«En aquel tiempo, dijo Jesús a sus discípulos: “El que quiera venirse conmigo, que se niegue a sí mismo, que cargue con su cruz y me siga. Si uno quiere salvar su vida, la perderá; pero el que la pierda por mí la encontrará. ¿De qué le sirve a un hombre ganar el mundo entero, si arruina su vida? ¿O qué podrá dar para recobrarla? Porque el Hijo del hombre vendrá entre sus ángeles, con la gloria de su Padre, y entonces pagará a cada uno según su conducta. Os aseguro que algunos de los aquí presentes no morirán sin antes haber visto llegar al Hijo del hombre con majestad”». (Mt 16,24-28)
No puede ponerse en duda que el ser humano es un ser paradójico: no solo tenemos actitudes y comportamientos paradójicos y contradictorios; es que ambos nos habitan de asiento. Pero no todos tienen el mismo signo y valor.

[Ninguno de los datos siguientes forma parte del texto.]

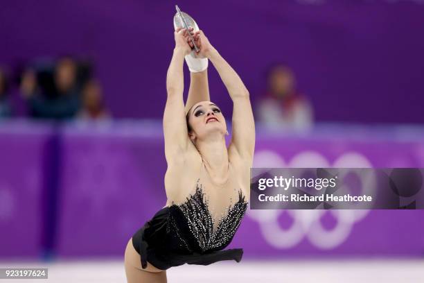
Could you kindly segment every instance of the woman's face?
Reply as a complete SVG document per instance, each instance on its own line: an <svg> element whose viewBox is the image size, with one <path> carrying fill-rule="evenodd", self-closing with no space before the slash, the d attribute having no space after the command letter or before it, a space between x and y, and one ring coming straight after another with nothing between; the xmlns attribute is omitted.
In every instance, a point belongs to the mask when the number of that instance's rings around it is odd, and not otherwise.
<svg viewBox="0 0 424 283"><path fill-rule="evenodd" d="M211 101L195 104L188 112L189 135L192 140L205 139L211 134L227 133L227 123L220 109Z"/></svg>

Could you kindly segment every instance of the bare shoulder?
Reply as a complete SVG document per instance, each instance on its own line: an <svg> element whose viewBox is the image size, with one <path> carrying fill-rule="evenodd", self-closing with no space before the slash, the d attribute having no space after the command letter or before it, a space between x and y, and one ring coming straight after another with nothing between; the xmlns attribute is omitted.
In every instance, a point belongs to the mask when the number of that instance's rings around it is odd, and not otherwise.
<svg viewBox="0 0 424 283"><path fill-rule="evenodd" d="M194 146L175 157L175 160L168 161L165 173L167 203L179 203L187 196L202 166L202 157Z"/></svg>
<svg viewBox="0 0 424 283"><path fill-rule="evenodd" d="M238 154L231 153L229 148L229 159L233 167L235 178L237 178L242 192L245 196L247 200L249 200L250 196L250 169L252 160L251 159L243 159Z"/></svg>

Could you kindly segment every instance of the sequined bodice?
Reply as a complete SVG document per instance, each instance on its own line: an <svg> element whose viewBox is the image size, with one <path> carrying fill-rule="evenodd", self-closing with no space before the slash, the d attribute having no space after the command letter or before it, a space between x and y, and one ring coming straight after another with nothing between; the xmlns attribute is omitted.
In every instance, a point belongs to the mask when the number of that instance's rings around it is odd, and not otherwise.
<svg viewBox="0 0 424 283"><path fill-rule="evenodd" d="M179 252L200 253L224 248L238 229L247 207L240 189L236 203L215 220L211 214L202 186L197 183L195 194L184 203L169 207L166 230L170 247Z"/></svg>

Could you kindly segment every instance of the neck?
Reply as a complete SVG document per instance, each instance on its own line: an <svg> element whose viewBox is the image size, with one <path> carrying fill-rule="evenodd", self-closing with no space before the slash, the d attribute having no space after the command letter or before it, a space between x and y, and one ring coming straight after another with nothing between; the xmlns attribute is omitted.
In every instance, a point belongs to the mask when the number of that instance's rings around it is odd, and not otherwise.
<svg viewBox="0 0 424 283"><path fill-rule="evenodd" d="M225 137L222 135L196 141L196 148L211 178L227 178L229 161Z"/></svg>

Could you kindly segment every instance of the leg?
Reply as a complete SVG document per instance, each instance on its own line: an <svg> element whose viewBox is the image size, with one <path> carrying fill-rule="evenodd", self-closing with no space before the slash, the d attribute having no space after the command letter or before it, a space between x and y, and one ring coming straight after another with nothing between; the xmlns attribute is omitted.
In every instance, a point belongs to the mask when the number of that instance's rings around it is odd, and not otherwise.
<svg viewBox="0 0 424 283"><path fill-rule="evenodd" d="M148 262L147 268L141 268L140 255L134 248L132 239L125 248L125 267L127 283L166 283L166 271L158 269Z"/></svg>

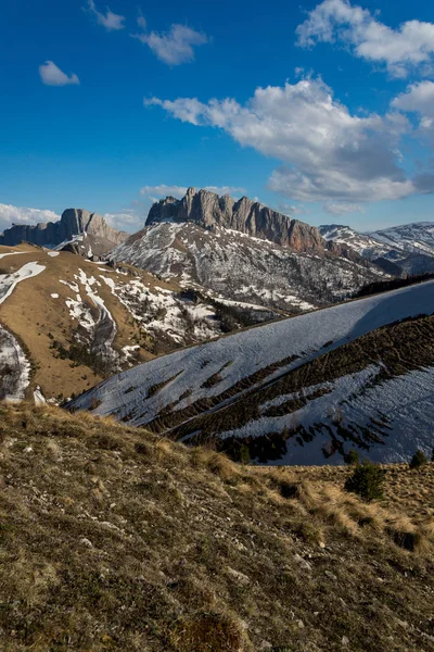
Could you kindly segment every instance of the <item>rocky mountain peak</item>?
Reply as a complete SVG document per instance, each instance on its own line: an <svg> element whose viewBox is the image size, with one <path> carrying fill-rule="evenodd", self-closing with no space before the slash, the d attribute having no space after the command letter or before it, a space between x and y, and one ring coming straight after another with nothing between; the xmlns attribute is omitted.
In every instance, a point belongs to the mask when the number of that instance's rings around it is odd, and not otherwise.
<svg viewBox="0 0 434 652"><path fill-rule="evenodd" d="M128 234L111 227L98 213L85 209L66 209L58 222L14 224L0 235L0 244L14 247L25 241L41 247L55 247L80 235L92 237L99 253L120 244L128 237Z"/></svg>
<svg viewBox="0 0 434 652"><path fill-rule="evenodd" d="M314 226L291 220L248 197L235 201L226 195L219 197L209 190L189 188L186 196L177 200L166 197L150 210L146 226L161 222L194 222L207 229L225 227L240 233L290 247L295 251L330 251L346 255L333 242L328 243ZM353 255L353 254L349 254Z"/></svg>

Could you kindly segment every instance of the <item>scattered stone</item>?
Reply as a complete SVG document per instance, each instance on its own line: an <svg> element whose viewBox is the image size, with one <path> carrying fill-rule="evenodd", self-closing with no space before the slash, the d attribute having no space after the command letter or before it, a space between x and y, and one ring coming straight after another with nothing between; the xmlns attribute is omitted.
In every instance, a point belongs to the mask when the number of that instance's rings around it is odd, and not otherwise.
<svg viewBox="0 0 434 652"><path fill-rule="evenodd" d="M246 575L244 575L244 573L240 573L240 570L235 570L234 568L231 568L230 566L228 566L227 570L228 570L228 575L233 577L233 579L235 579L239 584L241 584L243 586L251 584L251 578L247 577Z"/></svg>
<svg viewBox="0 0 434 652"><path fill-rule="evenodd" d="M336 581L337 579L337 577L331 570L324 570L324 575L327 575L329 579L333 579L334 581Z"/></svg>
<svg viewBox="0 0 434 652"><path fill-rule="evenodd" d="M305 570L311 570L311 564L309 564L309 562L306 562L306 560L304 560L299 554L295 553L294 560L297 562L301 568L304 568Z"/></svg>
<svg viewBox="0 0 434 652"><path fill-rule="evenodd" d="M89 541L89 539L86 539L86 537L84 537L82 539L80 539L80 543L82 546L86 546L86 548L93 548L92 541Z"/></svg>

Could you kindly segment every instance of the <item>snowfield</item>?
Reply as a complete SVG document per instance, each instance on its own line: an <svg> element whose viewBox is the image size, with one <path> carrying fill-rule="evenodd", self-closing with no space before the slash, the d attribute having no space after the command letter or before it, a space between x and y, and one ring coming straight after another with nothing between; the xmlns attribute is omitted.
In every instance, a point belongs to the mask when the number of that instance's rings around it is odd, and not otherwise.
<svg viewBox="0 0 434 652"><path fill-rule="evenodd" d="M257 372L263 372L263 376L257 379L255 385L251 385L251 388L270 384L290 369L294 369L322 353L337 349L371 330L407 317L433 313L434 281L401 288L393 292L251 328L208 343L177 351L123 372L78 397L72 405L74 409L92 409L98 405L94 413L115 414L116 418L136 426L143 426L152 422L162 411L176 415L177 411L188 408L200 399L213 399L214 397L215 404L209 410L215 411L220 409L224 403L233 402L244 390L239 387L235 396L230 399L226 397L220 402L217 397ZM267 368L270 365L273 366ZM357 388L365 387L369 377L374 378L378 371L378 367L372 365L360 374L328 384L329 386L324 388L328 391L327 394L309 402L305 409L299 411L299 414L295 415L297 423L309 427L311 423L315 423L318 414L324 414L324 410L334 405L341 406L344 398L348 400L348 398L357 396ZM410 387L416 393L410 391ZM423 394L424 387L426 387L426 391ZM424 442L426 448L429 440L432 441L432 429L431 426L429 428L429 423L434 421L434 396L431 387L431 369L414 372L411 377L397 377L391 384L373 386L368 394L365 393L357 400L350 401L348 406L342 409L352 410L353 418L356 422L358 419L361 424L371 413L375 412L379 405L387 406L391 413L396 414L396 423L388 424L392 428L390 431L395 434L396 430L399 440L399 437L401 439L404 437L399 432L406 432L409 419L414 417L409 404L418 404L421 406L420 410L418 409L419 413L422 414L420 443ZM311 393L314 390L315 388L309 388ZM409 402L406 399L409 399ZM288 397L282 399L282 401L284 400L288 400ZM408 421L406 421L407 417L401 418L405 413L408 413ZM423 417L423 414L426 414L426 417ZM345 413L343 416L345 418ZM276 421L279 418L285 417L263 417L259 422L247 424L240 431L228 430L224 436L244 437L248 435L255 437L273 432L282 426L282 422ZM321 438L330 440L330 432L318 435L315 446L308 447L308 452L303 447L295 452L291 449L288 461L308 464L323 463L324 456L321 448L324 442L321 441ZM392 440L391 435L391 442ZM416 446L414 442L412 446ZM388 454L400 459L403 453L396 452L395 449L393 452L392 447L392 443L390 449L387 446L383 447L383 452L379 455L383 455L382 459ZM403 447L404 450L404 443Z"/></svg>
<svg viewBox="0 0 434 652"><path fill-rule="evenodd" d="M13 274L0 274L0 305L12 294L16 285L26 278L37 276L46 268L38 263L26 263Z"/></svg>
<svg viewBox="0 0 434 652"><path fill-rule="evenodd" d="M0 400L21 401L30 384L30 364L16 338L0 326Z"/></svg>

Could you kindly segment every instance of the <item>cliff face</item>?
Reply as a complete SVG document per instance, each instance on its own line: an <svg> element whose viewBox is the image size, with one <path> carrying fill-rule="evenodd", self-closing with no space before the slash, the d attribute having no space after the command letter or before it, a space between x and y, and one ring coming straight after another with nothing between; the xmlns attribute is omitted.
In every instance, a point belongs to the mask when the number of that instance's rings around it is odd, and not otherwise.
<svg viewBox="0 0 434 652"><path fill-rule="evenodd" d="M100 240L105 249L120 244L128 234L108 226L101 215L82 209L67 209L59 222L36 225L17 224L0 235L0 244L14 247L26 241L41 247L55 247L74 236L87 234Z"/></svg>
<svg viewBox="0 0 434 652"><path fill-rule="evenodd" d="M149 213L146 226L159 222L194 222L213 229L217 226L232 228L248 236L267 239L290 247L294 251L331 251L344 254L336 243L328 243L314 226L291 220L246 197L234 201L207 190L189 188L186 197L177 200L167 197L155 203Z"/></svg>

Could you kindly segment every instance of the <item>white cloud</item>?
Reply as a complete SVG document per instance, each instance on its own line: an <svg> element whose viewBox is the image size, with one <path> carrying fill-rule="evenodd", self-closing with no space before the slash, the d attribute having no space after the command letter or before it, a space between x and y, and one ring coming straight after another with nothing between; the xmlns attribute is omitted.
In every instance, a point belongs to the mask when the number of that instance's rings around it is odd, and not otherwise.
<svg viewBox="0 0 434 652"><path fill-rule="evenodd" d="M54 211L28 209L0 203L0 230L12 224L38 224L39 222L58 222L61 216Z"/></svg>
<svg viewBox="0 0 434 652"><path fill-rule="evenodd" d="M359 204L352 203L332 203L329 202L324 206L326 213L330 215L346 215L347 213L365 213L365 210Z"/></svg>
<svg viewBox="0 0 434 652"><path fill-rule="evenodd" d="M419 114L420 127L431 128L434 121L434 83L410 84L406 92L398 95L392 101L392 106L407 113Z"/></svg>
<svg viewBox="0 0 434 652"><path fill-rule="evenodd" d="M434 23L407 21L394 29L349 0L324 0L296 33L304 48L342 42L356 57L385 65L393 77L407 77L416 68L422 74L432 71Z"/></svg>
<svg viewBox="0 0 434 652"><path fill-rule="evenodd" d="M140 26L145 27L143 16L139 16L139 21ZM208 42L205 34L195 32L186 25L171 25L169 32L162 34L150 32L131 36L149 46L153 53L167 65L180 65L194 61L194 47Z"/></svg>
<svg viewBox="0 0 434 652"><path fill-rule="evenodd" d="M140 188L140 195L151 198L176 197L177 199L181 199L186 192L187 186L166 186L165 184Z"/></svg>
<svg viewBox="0 0 434 652"><path fill-rule="evenodd" d="M219 127L242 146L281 161L269 187L298 201L359 203L414 191L399 166L399 140L410 130L398 112L353 115L321 78L257 88L234 99L145 100L183 122Z"/></svg>
<svg viewBox="0 0 434 652"><path fill-rule="evenodd" d="M140 195L150 197L153 201L157 201L162 197L176 197L177 199L181 199L187 190L187 186L166 186L165 184L161 184L159 186L143 186L143 188L140 189ZM245 192L244 188L237 188L234 186L205 186L203 190L208 190L209 192L215 192L219 196L238 196Z"/></svg>
<svg viewBox="0 0 434 652"><path fill-rule="evenodd" d="M125 27L125 16L113 13L110 11L108 7L106 8L105 14L101 13L97 10L94 0L88 0L87 11L91 13L97 18L97 23L105 27L107 32L115 32L117 29L124 29Z"/></svg>
<svg viewBox="0 0 434 652"><path fill-rule="evenodd" d="M80 83L77 75L72 74L67 76L53 61L46 61L46 63L40 65L39 74L46 86L66 86L67 84Z"/></svg>

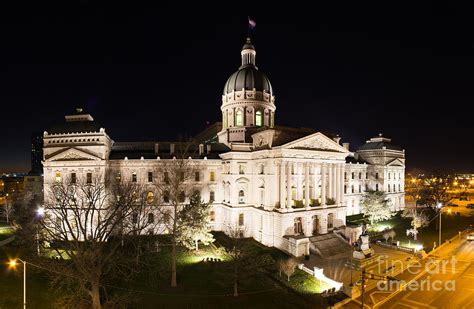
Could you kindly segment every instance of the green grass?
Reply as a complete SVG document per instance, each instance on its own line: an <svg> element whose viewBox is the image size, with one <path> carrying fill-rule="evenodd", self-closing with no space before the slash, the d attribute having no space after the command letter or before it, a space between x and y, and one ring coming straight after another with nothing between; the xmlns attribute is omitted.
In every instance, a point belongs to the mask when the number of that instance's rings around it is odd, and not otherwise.
<svg viewBox="0 0 474 309"><path fill-rule="evenodd" d="M288 281L288 277L284 273L282 273L280 277L279 272L276 272L275 278L301 294L313 295L332 288L332 286L319 281L310 274L299 269L297 269L290 277L290 281Z"/></svg>
<svg viewBox="0 0 474 309"><path fill-rule="evenodd" d="M230 240L216 234L216 245L229 245ZM254 240L243 241L251 254L269 254L275 260L287 255L277 249L262 246ZM233 276L230 264L213 247L201 247L198 253L180 249L177 263L178 287L170 287L170 247L163 246L159 253L148 254L148 269L131 278L128 283L117 280L115 286L135 290L130 308L311 308L317 306L319 287L306 273L295 274L291 285L277 280L275 265L267 265L252 273L242 273L239 296L233 294ZM22 302L22 269L8 270L8 257L19 255L13 247L0 248L0 308L20 308ZM20 254L21 255L21 254ZM221 262L203 262L206 257ZM55 291L49 287L47 274L29 267L28 308L54 308ZM307 282L308 281L308 282ZM118 290L111 291L117 292ZM312 296L312 297L308 297Z"/></svg>
<svg viewBox="0 0 474 309"><path fill-rule="evenodd" d="M452 238L453 236L458 235L458 231L462 231L467 226L469 226L469 224L473 224L473 221L474 220L471 217L443 214L441 224L443 242ZM421 244L423 245L423 249L426 252L429 252L433 249L434 242L439 245L439 230L437 228L438 222L439 219L436 218L431 221L427 227L419 229L417 240L414 240L413 237L406 235L406 230L411 228L411 218L402 218L400 215L397 215L390 220L379 222L377 225L391 226L397 233L394 241L400 241L400 245L408 246L409 243L411 245ZM380 236L380 239L385 241L382 236Z"/></svg>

Jesús, que nos conoce como nadie, nos plantea el asunto así: negarse uno a sí mismo (por él) es ganarse; salvar la vida al margen de Dios es perderla; perderla es ganarla (en Dios y por Dios). Ganar el mundo entero (fuera de Dios) no pasa de eso: de haber ganado tan solo el mundo entero.
Enseñanza para advertidos: todo el mundo entero es prácticamente nada. Y mira que obramos, nos afanamos y trabajamos no por todo el mundo, sino por una parcela muy pequeña —siempre insignificante— del mismo. ¿Por qué el todo es “nada”? ¿Cuál es la vara que mide, cuál el criterio que discierne la auténtica medida y alcance de nuestras acciones? Dice la escritura que dar todos los bienes de nuestra posesión por el Amor solo merecería el desprecio. La clave está en el Amor; en el de Dios.
Por eso, al final de toda la historia humana, el juicio y la paga del Señor se medirán conforme a la gloria de Dios con que aparecerá. Esta gloria es el Amor; de aquí que el que ama así, sabe; y el que no, no sabe nada.